The blog was a bit of an experiment at the time – and with no content management system in place, a quick and dirty implementation in Blogger was deemed by the powers that be, to be the best solution.

Then in October 2005, the first stage of a massive project to move the entire site to Movable Type was started. Two and a bit years on, it’s still not finished but most of the site is now in there. And with that state of affairs, the MediaBlog being on Blogger was looking a bit of an anachronism. It’s been on my todo list to migrate it for at least a year – and today was finally the day.

There is a Blogger Import plugin available for Movable Type, but I had no joy. Thankfully the less clever process is well documented process. The only problem was removing Blogger’s “Labels” code (their term for tags) which they crowbar onto the end of the entry, and a few other bits of Blogger specific code.
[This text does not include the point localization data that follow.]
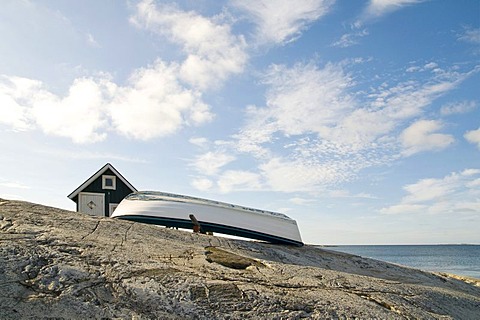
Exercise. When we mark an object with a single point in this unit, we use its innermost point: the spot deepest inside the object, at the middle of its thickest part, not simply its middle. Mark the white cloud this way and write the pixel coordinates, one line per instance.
(13, 185)
(350, 39)
(283, 21)
(471, 36)
(378, 8)
(91, 41)
(202, 184)
(199, 141)
(155, 104)
(316, 134)
(238, 180)
(13, 113)
(212, 51)
(473, 136)
(404, 209)
(421, 136)
(210, 163)
(306, 99)
(458, 108)
(453, 194)
(79, 115)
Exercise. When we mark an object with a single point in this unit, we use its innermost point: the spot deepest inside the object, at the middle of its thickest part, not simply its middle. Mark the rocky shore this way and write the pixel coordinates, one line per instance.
(61, 264)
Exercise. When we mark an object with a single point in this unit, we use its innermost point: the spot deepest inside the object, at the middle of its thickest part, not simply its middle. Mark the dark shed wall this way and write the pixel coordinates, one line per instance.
(111, 196)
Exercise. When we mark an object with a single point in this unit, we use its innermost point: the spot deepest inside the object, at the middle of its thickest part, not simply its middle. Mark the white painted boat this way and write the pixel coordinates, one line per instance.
(173, 210)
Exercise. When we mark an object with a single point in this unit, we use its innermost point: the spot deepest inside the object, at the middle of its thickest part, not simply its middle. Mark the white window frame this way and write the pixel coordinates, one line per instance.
(111, 208)
(114, 182)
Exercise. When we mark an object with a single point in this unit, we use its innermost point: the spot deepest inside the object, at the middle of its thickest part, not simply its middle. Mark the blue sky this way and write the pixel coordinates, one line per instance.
(359, 119)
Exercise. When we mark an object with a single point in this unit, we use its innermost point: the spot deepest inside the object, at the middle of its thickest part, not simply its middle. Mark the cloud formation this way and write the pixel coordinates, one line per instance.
(422, 136)
(280, 22)
(473, 136)
(157, 101)
(456, 193)
(313, 132)
(212, 52)
(378, 8)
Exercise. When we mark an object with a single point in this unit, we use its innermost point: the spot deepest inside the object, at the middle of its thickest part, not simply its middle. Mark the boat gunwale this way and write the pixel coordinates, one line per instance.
(164, 196)
(211, 226)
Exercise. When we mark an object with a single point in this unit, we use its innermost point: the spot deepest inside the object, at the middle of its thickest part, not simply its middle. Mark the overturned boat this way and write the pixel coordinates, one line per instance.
(173, 210)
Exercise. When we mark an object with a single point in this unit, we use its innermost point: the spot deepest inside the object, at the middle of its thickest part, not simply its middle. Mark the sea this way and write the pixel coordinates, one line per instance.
(463, 260)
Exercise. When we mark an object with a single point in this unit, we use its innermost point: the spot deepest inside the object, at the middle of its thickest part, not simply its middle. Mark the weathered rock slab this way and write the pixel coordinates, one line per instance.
(60, 264)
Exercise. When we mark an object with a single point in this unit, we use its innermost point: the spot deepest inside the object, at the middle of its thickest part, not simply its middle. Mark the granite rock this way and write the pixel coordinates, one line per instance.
(61, 264)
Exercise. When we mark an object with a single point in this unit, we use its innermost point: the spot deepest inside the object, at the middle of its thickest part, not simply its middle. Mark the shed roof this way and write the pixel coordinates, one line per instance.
(97, 175)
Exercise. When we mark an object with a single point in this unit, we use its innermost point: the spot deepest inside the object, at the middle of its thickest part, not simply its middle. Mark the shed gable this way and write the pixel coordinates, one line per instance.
(107, 182)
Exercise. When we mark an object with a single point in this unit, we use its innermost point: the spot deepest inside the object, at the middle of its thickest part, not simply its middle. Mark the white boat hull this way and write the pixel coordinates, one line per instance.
(174, 211)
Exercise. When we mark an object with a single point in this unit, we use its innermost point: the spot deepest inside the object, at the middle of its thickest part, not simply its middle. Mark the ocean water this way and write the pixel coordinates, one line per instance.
(462, 260)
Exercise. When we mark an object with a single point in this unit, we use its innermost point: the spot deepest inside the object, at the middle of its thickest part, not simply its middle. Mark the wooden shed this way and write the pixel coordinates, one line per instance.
(101, 193)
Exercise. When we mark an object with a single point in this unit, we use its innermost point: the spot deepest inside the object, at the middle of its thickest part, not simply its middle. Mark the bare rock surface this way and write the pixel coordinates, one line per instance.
(61, 264)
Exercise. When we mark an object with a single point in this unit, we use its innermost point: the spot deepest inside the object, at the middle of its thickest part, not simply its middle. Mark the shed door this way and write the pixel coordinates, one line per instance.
(92, 203)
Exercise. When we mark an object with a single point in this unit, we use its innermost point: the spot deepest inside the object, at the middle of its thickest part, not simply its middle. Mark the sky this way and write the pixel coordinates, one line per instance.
(358, 119)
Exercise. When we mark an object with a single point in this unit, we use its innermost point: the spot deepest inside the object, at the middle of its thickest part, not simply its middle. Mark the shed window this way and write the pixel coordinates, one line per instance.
(109, 182)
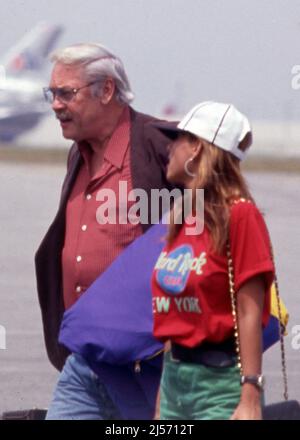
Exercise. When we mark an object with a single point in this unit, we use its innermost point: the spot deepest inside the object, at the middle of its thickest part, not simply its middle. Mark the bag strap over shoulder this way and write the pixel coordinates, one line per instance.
(235, 318)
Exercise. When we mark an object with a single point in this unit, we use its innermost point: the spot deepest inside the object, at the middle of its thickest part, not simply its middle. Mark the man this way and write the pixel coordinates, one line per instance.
(90, 95)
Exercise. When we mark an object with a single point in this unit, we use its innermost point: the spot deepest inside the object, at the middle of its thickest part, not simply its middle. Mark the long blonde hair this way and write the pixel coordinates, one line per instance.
(220, 176)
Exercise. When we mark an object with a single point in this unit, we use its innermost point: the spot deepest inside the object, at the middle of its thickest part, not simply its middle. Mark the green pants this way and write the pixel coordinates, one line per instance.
(196, 392)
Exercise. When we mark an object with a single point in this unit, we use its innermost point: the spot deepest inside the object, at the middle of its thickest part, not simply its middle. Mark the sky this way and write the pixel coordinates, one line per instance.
(182, 52)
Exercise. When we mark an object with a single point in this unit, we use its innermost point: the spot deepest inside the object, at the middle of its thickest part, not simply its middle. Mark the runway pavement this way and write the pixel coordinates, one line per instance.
(29, 195)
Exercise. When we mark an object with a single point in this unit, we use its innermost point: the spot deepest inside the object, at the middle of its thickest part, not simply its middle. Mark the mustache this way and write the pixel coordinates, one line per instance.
(63, 116)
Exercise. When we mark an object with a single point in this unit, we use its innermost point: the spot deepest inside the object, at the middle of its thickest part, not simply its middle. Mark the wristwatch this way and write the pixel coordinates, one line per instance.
(258, 380)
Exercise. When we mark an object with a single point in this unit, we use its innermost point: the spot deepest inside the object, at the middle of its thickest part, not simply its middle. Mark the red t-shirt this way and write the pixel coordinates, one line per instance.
(191, 297)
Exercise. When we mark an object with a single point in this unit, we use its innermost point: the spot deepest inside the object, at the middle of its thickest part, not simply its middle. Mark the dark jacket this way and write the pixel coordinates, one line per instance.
(148, 162)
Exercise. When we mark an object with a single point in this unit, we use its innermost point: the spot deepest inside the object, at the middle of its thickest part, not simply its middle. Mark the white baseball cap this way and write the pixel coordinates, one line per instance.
(218, 123)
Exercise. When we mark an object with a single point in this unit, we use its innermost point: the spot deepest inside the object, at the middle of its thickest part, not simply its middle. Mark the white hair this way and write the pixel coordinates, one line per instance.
(98, 64)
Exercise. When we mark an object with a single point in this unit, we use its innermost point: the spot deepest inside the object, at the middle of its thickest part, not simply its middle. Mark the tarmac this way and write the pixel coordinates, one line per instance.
(29, 194)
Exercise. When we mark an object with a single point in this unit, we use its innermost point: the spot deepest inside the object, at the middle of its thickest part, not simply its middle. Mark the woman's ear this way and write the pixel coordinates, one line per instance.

Cue lots of fun with regular expressions, sed and after much torment, Perl. But in the end they were gone and and with just a few extra tweaks (like changing usernames to match ones already in our copy of Movable Type), and a quick migration of the templates, I was ready to publish. Few minor tweaks and the new version was live! Only thing left was to tidy up the pieces – move the monthly redirects to new places etc, and have a cursory check through to make sure that all the old Blogger files had been replaced by new ones.
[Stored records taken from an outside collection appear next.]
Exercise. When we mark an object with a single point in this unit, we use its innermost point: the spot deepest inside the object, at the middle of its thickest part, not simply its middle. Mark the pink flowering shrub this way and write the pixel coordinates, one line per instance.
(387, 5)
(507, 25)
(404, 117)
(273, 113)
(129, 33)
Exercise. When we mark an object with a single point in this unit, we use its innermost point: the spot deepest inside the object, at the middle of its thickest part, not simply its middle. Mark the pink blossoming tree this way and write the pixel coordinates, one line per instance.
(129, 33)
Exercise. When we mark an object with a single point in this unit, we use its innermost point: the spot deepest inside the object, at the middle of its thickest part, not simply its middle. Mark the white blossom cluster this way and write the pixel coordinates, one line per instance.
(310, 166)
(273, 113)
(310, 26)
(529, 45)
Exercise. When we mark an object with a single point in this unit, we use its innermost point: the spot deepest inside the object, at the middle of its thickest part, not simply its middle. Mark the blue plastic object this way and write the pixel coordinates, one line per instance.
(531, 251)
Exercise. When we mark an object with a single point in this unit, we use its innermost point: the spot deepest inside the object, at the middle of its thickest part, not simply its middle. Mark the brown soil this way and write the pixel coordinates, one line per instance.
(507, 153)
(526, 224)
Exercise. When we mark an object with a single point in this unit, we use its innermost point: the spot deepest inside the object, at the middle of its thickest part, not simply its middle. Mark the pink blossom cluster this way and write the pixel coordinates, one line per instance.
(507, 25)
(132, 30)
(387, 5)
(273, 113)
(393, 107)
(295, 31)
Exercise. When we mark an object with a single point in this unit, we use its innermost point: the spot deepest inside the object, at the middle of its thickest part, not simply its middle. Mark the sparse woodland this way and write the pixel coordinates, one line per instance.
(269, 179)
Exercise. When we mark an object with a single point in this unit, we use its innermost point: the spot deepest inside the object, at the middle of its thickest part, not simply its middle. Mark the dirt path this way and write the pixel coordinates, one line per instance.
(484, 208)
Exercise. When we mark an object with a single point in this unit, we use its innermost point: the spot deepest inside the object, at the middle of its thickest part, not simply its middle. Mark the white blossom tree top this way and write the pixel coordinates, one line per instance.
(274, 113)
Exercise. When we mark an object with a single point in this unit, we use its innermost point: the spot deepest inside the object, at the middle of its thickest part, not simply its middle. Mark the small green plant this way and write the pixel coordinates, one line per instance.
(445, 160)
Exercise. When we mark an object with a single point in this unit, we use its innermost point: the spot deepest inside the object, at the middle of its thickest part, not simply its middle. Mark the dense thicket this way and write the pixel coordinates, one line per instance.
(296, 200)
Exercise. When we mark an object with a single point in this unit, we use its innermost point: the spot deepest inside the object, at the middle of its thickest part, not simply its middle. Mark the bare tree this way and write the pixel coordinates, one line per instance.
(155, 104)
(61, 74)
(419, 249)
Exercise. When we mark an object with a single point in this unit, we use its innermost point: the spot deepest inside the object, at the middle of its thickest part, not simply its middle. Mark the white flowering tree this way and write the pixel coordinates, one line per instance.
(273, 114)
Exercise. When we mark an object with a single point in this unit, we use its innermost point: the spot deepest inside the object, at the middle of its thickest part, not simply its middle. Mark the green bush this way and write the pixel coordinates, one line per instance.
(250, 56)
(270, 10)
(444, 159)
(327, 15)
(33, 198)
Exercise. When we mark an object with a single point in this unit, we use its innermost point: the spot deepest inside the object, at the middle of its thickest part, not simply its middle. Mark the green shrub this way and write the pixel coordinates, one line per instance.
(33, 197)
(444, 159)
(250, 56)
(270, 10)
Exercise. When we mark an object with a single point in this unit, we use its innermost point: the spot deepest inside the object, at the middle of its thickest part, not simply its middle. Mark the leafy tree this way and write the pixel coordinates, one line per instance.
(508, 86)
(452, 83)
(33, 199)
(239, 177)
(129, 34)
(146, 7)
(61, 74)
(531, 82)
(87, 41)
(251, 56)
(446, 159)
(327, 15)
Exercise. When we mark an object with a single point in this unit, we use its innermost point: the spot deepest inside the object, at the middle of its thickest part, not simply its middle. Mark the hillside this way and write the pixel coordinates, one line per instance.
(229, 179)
Easy. Or so I thought. In fact it turned out to be a far bigger task that the rest of the process put together.

The problem is all in the file names Blogger and Movable Type publish out to.
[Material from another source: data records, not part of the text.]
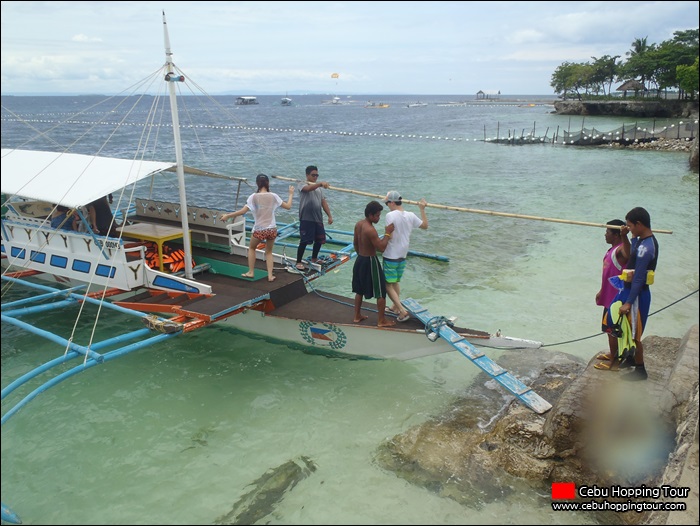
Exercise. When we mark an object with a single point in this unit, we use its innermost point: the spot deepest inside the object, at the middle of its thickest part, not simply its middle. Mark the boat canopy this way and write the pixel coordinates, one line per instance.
(70, 179)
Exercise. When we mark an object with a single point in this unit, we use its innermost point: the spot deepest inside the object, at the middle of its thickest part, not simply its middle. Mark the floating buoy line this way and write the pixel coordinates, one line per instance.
(585, 137)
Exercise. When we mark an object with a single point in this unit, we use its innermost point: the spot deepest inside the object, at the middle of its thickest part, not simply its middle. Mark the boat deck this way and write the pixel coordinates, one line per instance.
(288, 297)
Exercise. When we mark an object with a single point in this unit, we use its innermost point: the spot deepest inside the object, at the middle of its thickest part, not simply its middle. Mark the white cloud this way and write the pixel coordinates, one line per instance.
(288, 46)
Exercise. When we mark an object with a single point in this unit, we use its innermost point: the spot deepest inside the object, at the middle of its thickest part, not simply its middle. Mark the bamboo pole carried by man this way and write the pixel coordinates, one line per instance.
(476, 210)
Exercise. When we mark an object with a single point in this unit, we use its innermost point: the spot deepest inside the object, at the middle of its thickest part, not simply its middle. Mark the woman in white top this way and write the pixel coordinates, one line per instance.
(263, 204)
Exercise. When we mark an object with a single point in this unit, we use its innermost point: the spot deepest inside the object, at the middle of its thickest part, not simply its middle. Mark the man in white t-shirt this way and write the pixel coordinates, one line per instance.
(394, 257)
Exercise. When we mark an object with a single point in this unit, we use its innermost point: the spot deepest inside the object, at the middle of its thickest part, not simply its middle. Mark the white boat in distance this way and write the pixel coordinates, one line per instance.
(246, 101)
(175, 267)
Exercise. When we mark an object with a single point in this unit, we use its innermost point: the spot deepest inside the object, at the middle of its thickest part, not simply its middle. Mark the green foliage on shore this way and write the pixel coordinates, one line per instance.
(671, 65)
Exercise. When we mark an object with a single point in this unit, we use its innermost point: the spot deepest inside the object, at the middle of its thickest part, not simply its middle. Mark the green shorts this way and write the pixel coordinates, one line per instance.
(393, 269)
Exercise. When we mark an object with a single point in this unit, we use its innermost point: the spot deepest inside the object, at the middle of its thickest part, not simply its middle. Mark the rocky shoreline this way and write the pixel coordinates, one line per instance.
(601, 431)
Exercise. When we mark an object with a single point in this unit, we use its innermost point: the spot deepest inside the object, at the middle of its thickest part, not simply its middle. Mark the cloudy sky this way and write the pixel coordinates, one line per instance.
(259, 48)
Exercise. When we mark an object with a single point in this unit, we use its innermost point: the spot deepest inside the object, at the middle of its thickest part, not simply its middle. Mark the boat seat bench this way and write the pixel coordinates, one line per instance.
(206, 229)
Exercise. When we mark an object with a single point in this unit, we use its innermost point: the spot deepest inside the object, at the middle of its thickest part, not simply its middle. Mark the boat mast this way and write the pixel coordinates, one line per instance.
(171, 79)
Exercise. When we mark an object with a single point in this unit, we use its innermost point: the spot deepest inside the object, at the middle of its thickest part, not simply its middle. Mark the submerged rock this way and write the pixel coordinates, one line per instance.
(600, 430)
(268, 491)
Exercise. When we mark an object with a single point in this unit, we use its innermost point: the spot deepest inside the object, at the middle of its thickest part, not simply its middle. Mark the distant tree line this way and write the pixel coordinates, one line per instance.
(671, 65)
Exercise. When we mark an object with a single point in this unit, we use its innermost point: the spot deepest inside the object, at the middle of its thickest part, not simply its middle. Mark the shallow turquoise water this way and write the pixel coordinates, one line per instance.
(122, 443)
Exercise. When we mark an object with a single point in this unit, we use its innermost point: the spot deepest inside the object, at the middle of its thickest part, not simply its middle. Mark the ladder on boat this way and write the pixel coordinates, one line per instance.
(521, 391)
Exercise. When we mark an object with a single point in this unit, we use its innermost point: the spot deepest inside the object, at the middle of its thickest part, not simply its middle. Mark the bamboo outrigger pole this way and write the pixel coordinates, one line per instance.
(475, 210)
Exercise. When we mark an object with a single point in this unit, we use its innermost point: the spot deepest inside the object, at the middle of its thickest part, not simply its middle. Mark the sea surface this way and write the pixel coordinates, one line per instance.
(178, 432)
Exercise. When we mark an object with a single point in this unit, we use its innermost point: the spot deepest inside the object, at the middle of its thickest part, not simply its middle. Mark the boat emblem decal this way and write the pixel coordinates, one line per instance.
(323, 334)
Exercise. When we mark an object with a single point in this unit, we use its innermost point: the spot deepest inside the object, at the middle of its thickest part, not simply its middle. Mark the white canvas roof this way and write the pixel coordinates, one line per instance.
(69, 179)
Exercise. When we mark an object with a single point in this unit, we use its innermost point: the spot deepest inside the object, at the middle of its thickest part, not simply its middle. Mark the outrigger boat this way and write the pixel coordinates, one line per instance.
(176, 268)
Unless you tell it otherwise, Movable Type will just take your entry title, put some dashes or underscores in (depending on your preference), truncate it and away you go. I dutifully set the truncation length to be roughly what I thought Blogger used (turned out I’d made it too long, but most of the file names were fine) and went on a directory crawl.

That’s when I discovered that Blogger tries to be clever. It also takes your entry title, puts some dashes in it and truncates it. But it also does something else.

It strips certain words like “and”, “at”, “a” and “the” from the filenames…

I’m sure someone thought they were doing something clever, but it makes migrating to Movable Type’s style a right pain in the backside – especially as it’s inconsistent. For example, put “and” at the start of your entry title and Blogger won’t publish it out.

In the end I had to auto-generate a batch of potential redirect statements for all 900odd entries and check each one manually.

To add to the fun, in times gone by the site used to use .htm for the files produced. This was later changed to .html but the old files were still in place and still potentially accessible.

As I write, I’ve spent most of the afternoon trying to sort out the mess and it’s still not quite done. As a perfectionist, I’m dammed if I’m going to break any links, or leave old content floating around. But it’s no fun way to spend a day – and all because someone decided their software should be a bit clever…

2 Comments

  • Martin Belam says:

    I’ve also got 900+ redirects in place from having to rebuild the site after two database crashes – and that was just moving from MT install to MT install.
    It’s getting worse than that .htaccess file that controls all the BBC’s TLD re-directs 😉

  • Andrew Bowden says:

    I’ve had fun with Movable Type myself – but at least there’s some element of consistency about what it does – and the new total backup function should help things.
    Finally finished all the changes now and have just totalled up – there’s now 1139 lines in the .htaccess file for the Media Blog. That works out as 1.34 per entry in the blog…
    I know there’s some I could easily do with regexes and things, but they’re the ones I wrote a simple PHP script to generate anyway!
    Other fun I encountered along the way was “and” not being filtered out of filenames by Blogger prior to mid 2004 and the fact that Blogger and Movable Type handle hyphens in titles differently – Blogger puts them into filenames, Movable Type doesn’t. Oh and despite changing extensions from .htm to .html, Blogger still resolutely published entries from before 2005 using the .htm extension, with no .html equivalent.
    On the plus side, the old Blogger version of the site (with its multiple copies of everything, plus Blogger’s “labels” pages – it puts a separate page out for each tag) saw the site come in at a whopping 91meg – the labels pages were 30meg alone. The new Movable Type copy comes in at just 22 meg. And that’s without changing the HTML from tables (yes I know…) to CSS.
    Now I’m just off to check the 404 logs and do a linklint check – try and catch any errors that have snook in.